Effect of melatonin, zinc sulfate, nano-melatonin, and nano-zinc oxide on mitochondria function and developmental competence of buffalo oocytes.

Objective: The aim of the current work is studying the effect of antioxidants and nano--antioxidants on in vitro development and mitochondrial function of buffalo oocytes.

Materials and methods: Good and excellent Buffalo oocytes were in vitro matured: (1) tissue culture medium-199 (control group), (2) TCM-199 + melatonin (Mel) 10^-9 M (Mel group), (3) TCM-199 + zinc 10^-6 M (Zn group), (4) TCM-199 + nano- Mel 10^-6 M (N-Mel group), and (5) TCM-199 + nano-zinc-oxide 10^-6 M (N-ZnO group) and incubated with CO₂ 5% and 38.5°C for 22 hr. In vitro-matured oocytes were either stained for mitochondrial function or cultured for detection of embryo development.
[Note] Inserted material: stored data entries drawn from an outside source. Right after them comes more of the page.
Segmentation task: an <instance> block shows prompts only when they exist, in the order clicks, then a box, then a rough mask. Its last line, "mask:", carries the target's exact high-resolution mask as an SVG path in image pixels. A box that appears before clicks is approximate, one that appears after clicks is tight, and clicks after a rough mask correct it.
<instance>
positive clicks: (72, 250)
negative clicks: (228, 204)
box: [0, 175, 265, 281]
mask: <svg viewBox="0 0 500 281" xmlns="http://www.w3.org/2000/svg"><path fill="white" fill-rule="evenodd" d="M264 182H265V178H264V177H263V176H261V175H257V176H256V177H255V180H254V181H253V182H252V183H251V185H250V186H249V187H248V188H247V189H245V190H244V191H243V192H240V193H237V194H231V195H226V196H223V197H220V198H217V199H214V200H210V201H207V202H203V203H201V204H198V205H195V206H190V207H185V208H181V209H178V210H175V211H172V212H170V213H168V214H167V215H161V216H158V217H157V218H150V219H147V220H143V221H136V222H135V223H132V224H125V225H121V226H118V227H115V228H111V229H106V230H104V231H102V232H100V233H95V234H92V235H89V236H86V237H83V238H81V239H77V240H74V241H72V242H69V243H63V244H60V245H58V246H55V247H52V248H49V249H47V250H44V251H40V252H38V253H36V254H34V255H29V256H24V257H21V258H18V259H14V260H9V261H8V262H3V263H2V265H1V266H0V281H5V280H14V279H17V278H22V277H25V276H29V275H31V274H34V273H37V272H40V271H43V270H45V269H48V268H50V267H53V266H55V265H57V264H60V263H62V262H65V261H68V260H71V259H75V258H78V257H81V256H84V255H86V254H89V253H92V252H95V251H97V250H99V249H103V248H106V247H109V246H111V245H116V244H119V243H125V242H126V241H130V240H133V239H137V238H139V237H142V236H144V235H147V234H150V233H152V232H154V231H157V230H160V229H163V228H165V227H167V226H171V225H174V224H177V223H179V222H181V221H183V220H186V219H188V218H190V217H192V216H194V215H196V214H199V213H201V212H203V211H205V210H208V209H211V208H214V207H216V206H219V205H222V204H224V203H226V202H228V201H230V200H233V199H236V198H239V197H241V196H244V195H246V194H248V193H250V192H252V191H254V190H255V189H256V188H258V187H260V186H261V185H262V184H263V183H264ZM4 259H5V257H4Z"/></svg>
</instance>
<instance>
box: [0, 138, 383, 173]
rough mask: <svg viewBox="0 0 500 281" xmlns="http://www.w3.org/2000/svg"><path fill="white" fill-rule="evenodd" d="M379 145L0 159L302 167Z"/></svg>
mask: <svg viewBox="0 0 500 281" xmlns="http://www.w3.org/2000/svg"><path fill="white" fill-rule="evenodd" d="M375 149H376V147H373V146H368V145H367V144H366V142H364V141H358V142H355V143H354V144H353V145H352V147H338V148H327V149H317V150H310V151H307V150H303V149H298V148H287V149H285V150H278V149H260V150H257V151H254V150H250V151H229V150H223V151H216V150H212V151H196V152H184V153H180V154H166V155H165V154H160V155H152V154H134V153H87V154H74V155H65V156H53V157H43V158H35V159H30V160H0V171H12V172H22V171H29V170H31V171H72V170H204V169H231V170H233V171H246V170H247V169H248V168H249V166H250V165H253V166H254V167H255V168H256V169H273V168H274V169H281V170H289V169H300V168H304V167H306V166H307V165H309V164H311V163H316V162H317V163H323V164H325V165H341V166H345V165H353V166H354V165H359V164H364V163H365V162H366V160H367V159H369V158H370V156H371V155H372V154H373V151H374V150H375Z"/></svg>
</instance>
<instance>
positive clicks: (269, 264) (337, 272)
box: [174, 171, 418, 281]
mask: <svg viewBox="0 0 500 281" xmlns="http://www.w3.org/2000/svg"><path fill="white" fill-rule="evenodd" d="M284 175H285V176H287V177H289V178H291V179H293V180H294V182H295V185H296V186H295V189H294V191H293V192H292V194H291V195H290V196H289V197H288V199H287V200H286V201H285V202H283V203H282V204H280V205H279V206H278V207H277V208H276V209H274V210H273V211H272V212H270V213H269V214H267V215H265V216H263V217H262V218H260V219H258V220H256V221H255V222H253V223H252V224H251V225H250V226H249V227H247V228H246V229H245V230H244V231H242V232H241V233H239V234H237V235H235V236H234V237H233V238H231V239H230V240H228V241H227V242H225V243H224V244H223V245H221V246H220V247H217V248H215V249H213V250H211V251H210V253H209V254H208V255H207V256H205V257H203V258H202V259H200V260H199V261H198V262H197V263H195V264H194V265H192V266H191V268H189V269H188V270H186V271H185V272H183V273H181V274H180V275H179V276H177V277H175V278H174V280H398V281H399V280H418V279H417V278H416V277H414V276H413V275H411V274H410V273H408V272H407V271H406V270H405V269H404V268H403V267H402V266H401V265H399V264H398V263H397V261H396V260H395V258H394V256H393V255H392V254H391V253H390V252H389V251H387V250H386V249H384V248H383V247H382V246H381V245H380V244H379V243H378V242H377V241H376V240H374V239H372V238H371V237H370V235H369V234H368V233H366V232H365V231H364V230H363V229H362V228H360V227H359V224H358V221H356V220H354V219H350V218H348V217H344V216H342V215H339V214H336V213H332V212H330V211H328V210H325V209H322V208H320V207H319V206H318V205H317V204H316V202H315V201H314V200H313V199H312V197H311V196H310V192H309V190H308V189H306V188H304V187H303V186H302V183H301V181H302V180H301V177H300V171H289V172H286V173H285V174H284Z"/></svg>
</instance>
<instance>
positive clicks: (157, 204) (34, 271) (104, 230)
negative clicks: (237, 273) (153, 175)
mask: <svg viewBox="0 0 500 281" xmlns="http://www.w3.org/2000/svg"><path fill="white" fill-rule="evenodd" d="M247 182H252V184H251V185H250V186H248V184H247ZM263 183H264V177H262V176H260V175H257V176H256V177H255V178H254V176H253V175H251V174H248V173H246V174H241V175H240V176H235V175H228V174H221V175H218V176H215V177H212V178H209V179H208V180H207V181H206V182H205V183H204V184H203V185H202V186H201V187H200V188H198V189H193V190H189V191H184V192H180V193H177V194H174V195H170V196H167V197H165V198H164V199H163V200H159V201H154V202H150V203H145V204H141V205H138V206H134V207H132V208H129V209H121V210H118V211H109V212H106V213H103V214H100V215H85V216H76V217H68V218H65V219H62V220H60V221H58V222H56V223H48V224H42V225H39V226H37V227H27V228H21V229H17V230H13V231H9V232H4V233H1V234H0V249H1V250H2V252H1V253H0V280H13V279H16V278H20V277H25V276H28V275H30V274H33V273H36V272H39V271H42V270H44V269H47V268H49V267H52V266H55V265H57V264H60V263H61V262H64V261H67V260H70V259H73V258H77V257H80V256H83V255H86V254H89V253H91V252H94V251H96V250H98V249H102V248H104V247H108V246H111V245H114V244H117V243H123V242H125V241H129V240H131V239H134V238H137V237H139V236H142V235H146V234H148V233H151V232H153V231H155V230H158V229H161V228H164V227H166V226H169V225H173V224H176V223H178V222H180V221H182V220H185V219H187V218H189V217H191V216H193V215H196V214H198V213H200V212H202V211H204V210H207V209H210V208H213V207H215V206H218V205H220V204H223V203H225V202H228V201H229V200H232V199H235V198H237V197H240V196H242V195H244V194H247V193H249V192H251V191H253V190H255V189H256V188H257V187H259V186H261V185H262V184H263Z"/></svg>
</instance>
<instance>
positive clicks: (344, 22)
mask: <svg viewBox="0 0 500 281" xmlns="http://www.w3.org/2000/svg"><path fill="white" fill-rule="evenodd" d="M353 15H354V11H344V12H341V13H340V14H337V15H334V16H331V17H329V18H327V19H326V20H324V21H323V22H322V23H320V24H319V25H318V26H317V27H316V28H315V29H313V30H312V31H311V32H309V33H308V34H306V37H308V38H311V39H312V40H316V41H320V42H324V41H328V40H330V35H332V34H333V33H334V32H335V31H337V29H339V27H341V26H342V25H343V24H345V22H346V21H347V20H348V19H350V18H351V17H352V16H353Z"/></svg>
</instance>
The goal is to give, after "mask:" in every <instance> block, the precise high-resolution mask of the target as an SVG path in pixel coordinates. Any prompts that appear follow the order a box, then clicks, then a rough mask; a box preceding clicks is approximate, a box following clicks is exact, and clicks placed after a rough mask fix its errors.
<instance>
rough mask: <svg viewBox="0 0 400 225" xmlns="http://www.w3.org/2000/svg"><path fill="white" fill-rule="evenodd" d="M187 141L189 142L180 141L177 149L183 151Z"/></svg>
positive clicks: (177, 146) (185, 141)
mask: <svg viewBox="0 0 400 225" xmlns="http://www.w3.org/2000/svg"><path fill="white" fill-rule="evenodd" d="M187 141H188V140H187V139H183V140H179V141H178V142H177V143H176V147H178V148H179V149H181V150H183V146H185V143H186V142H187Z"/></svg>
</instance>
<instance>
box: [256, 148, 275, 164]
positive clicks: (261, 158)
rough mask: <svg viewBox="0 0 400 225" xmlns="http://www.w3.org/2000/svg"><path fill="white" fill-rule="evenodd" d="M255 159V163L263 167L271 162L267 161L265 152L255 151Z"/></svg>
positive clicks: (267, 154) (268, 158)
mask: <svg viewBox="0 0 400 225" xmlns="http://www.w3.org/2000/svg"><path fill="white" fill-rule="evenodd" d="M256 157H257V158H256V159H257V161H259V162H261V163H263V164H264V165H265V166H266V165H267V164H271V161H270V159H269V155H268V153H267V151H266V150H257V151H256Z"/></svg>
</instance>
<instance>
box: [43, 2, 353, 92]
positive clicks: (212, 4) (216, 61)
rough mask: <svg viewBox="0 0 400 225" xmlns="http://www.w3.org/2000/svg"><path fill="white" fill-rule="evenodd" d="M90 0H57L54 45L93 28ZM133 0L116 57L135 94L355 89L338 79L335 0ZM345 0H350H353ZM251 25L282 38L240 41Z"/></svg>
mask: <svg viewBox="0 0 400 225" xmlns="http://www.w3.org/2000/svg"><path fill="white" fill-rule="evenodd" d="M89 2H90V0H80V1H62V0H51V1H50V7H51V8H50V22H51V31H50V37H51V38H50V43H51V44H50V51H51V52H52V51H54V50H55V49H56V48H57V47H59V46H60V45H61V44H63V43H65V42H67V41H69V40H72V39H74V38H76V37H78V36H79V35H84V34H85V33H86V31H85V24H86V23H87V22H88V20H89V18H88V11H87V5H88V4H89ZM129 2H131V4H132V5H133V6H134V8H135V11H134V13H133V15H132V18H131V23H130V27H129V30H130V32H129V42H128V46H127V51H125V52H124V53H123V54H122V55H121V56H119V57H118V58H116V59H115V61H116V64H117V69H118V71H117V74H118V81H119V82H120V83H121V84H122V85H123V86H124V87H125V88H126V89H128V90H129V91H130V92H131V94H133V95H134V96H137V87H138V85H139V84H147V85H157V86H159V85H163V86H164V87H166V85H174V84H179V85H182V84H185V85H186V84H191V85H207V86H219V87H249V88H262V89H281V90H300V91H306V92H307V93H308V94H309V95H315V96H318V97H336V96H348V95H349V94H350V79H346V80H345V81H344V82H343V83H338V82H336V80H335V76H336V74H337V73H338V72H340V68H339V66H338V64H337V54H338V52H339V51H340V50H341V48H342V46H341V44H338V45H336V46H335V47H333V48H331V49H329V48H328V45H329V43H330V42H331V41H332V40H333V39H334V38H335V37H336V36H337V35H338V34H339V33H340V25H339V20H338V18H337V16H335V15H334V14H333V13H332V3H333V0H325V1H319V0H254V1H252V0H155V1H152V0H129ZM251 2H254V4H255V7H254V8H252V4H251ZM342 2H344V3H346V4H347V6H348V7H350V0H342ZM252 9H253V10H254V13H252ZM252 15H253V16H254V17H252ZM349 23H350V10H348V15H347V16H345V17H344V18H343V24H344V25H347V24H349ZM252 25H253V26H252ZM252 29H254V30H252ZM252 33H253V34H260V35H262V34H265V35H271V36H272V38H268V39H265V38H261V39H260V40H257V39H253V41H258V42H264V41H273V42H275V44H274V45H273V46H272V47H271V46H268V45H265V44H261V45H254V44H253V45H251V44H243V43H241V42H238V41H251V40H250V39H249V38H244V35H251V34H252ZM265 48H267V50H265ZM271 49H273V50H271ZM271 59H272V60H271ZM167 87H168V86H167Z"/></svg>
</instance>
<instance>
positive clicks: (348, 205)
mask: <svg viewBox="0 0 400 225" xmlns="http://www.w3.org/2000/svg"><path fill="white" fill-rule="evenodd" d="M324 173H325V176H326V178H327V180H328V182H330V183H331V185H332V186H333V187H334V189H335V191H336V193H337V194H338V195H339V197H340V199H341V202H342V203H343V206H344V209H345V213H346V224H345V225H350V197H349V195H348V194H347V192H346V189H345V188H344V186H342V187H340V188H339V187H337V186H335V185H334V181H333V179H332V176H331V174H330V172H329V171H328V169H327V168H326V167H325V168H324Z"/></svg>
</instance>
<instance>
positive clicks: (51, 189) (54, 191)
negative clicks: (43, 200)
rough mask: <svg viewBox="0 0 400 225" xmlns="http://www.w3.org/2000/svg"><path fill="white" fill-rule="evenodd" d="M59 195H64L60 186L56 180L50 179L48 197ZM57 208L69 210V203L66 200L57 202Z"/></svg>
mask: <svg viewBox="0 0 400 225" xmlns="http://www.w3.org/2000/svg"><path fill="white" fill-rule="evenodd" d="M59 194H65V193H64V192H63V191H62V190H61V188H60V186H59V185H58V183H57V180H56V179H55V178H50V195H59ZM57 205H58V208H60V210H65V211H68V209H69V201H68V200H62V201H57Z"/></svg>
Results: The maturation rate of buffalo oocytes in the N-Mel and N-ZnO groups had a significant (p < 0.05) increase (91.89% and 93.64%, respectively) compared to the Mel group (85.78%) and Zn group (81.37%), and all groups were significantly higher than the control (73.16%). Mitochondrial intensity was significantly elevated (p < 0.05) in the N-Mel and N-ZnO groups than in oocytes matured in the Mel, Zn, or control groups. Rates of fertilization, cleavage, and transferable embryos of buffalo oocytes matured in vitro were significantly raised in the N-ZnO group (88.35%, 85.93%, and 30.71%, respectively) and the N-Mel group (86.74%, 82.75%, and 28.32%, respectively) (p < 0.05) when compared with the Mel group (82.46%, 77.25%, and 21.29%, respectively) and the Zn group (79.98%, 75.19%, and 19.68%, respectively), and all were increased significantly (p < 0.05) compared to the control group (71.76%, 68.7%, and 11.98%, respectively).

Conclusion: Supplementation of maturation medium with Mel 10^-9 M and zinc sulfate 10^-6 M and nano-Mel 10^-6 M and nano-zinc oxide 10^-6 M improves buffalo oocyte maturation rates, mitochondrial function, and embryo development.